DbSchema Tutorial | SQL SELECT DISTINCT Statement
SQL
, or Structured Query Language, is the cornerstone of many data-related operations. One of its most powerful statements is the SELECT DISTINCT
statement. This tutorial aims to guide fresh students through the nuances
of this statement, ensuring a robust understanding by its conclusion.
1. Introduction to SQL SELECT DISTINCT
The SELECT DISTINCT
statement is pivotal when you aim to retrieve unique values from a table, thereby filtering out duplicates.
Example:
Sample Table (Students):
StudentID | Name |
---|---|
1 | Alice |
2 | Bob |
3 | Alice |
Query:
1 | SELECT DISTINCT Name FROM Students; |
Result:
Name |
---|
Alice |
Bob |
Explanation:
The result showcases unique names.

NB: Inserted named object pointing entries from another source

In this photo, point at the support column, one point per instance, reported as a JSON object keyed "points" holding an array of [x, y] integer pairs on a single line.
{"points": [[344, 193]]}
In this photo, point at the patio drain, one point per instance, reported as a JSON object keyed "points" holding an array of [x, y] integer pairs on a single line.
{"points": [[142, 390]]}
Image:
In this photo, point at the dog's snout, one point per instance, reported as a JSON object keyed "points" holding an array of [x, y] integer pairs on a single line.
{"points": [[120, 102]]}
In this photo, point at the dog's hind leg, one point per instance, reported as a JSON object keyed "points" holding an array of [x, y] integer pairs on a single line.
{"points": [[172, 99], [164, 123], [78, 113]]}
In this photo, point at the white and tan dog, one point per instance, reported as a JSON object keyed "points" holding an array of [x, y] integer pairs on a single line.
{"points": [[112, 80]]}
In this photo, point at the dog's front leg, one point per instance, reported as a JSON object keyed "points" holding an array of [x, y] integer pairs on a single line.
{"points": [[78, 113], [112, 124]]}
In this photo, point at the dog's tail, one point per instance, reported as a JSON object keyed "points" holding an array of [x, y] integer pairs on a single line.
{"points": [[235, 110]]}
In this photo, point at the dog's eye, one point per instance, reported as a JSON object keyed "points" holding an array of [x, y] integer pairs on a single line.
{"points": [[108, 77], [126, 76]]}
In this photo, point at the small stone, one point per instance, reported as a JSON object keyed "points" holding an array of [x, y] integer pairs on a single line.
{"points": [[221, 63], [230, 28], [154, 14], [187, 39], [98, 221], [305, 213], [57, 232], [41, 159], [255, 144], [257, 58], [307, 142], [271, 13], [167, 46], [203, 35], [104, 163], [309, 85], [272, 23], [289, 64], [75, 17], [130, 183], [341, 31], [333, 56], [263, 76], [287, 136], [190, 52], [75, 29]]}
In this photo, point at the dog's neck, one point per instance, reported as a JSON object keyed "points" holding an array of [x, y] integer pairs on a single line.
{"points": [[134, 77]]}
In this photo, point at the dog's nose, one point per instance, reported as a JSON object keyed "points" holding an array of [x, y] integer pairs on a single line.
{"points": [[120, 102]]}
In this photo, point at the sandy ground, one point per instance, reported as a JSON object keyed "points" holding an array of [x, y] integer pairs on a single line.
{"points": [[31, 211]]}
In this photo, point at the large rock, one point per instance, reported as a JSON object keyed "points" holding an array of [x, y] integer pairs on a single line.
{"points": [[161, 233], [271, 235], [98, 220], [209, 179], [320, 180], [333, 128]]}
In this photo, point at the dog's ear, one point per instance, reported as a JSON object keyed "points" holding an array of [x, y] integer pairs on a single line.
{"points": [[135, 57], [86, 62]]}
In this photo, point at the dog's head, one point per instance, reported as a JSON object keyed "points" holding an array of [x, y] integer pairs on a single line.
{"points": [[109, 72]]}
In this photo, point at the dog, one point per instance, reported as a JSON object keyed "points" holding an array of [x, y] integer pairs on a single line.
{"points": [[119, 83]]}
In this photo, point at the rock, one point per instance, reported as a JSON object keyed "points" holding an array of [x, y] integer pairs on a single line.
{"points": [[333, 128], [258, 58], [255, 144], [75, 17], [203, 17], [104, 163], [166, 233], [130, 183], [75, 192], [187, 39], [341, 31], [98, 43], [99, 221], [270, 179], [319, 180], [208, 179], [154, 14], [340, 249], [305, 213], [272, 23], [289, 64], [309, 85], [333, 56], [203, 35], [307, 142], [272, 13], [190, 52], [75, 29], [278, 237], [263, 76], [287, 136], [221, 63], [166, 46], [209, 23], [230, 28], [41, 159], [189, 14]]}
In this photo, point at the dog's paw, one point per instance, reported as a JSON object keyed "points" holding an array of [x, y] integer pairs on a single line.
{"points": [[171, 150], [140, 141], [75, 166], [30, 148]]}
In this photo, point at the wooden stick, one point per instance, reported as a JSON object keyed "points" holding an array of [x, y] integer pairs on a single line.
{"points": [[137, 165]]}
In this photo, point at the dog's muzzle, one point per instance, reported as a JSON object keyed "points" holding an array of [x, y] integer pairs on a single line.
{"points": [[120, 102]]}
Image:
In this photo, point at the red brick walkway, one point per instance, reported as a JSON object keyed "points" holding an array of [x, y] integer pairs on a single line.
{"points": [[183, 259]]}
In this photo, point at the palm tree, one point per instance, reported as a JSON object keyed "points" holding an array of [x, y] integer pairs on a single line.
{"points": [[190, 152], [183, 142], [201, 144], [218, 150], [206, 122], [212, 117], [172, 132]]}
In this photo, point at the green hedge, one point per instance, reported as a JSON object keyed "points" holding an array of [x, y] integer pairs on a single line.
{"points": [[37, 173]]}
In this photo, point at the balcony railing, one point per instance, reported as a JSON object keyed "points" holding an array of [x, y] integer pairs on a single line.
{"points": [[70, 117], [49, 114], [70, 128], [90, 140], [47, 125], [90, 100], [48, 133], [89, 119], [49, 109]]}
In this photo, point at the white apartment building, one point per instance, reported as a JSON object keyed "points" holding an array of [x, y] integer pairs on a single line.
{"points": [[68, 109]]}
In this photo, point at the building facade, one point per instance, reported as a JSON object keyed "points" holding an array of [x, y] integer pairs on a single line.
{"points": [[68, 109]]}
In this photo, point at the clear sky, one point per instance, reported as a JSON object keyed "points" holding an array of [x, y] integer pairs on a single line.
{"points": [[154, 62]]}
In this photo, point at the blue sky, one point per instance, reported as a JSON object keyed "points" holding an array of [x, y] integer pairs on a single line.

Even though ‘Alice’ appears twice in the table, the DISTINCT
clause ensures it appears only once in the result.
2. SQL DISTINCT on Multiple Columns
This allows for unique
combinations of several columns, rather than unique values from just one column.
Example:
Sample Table (Orders):
OrderID | Product | Color |
---|---|---|
1 | Apple | Red |
2 | Apple | Green |
3 | Orange | Orange |
4 | Apple | Red |
Query:
1 | SELECT DISTINCT Product, Color FROM Orders; |
Result:
Product | Color |
---|---|
Apple | Red |
Apple | Green |
Orange | Orange |
Explanation:
The result provides unique combinations of Product
and Color
. Notice how Apple
+ Red
only appears once, despite being present twice in the original table.
3. SQL DISTINCT on (Multiple) NULL Values
NULL
values are always considered unique from one another in SQL.
Sample Table (Employees):
ID | Name | Address |
---|---|---|
1 | John | NULL |
2 | Michael | 123 Lane St |
3 | Sarah | NULL |
Query:
1 | SELECT DISTINCT Address FROM Employees; |
Result:
Address |
---|
NULL |
123 Lane St |
Explanation:
While there are two NULL values in the Address
column of the table, the result only displays one. This illustrates the principle that all NULLs are distinct.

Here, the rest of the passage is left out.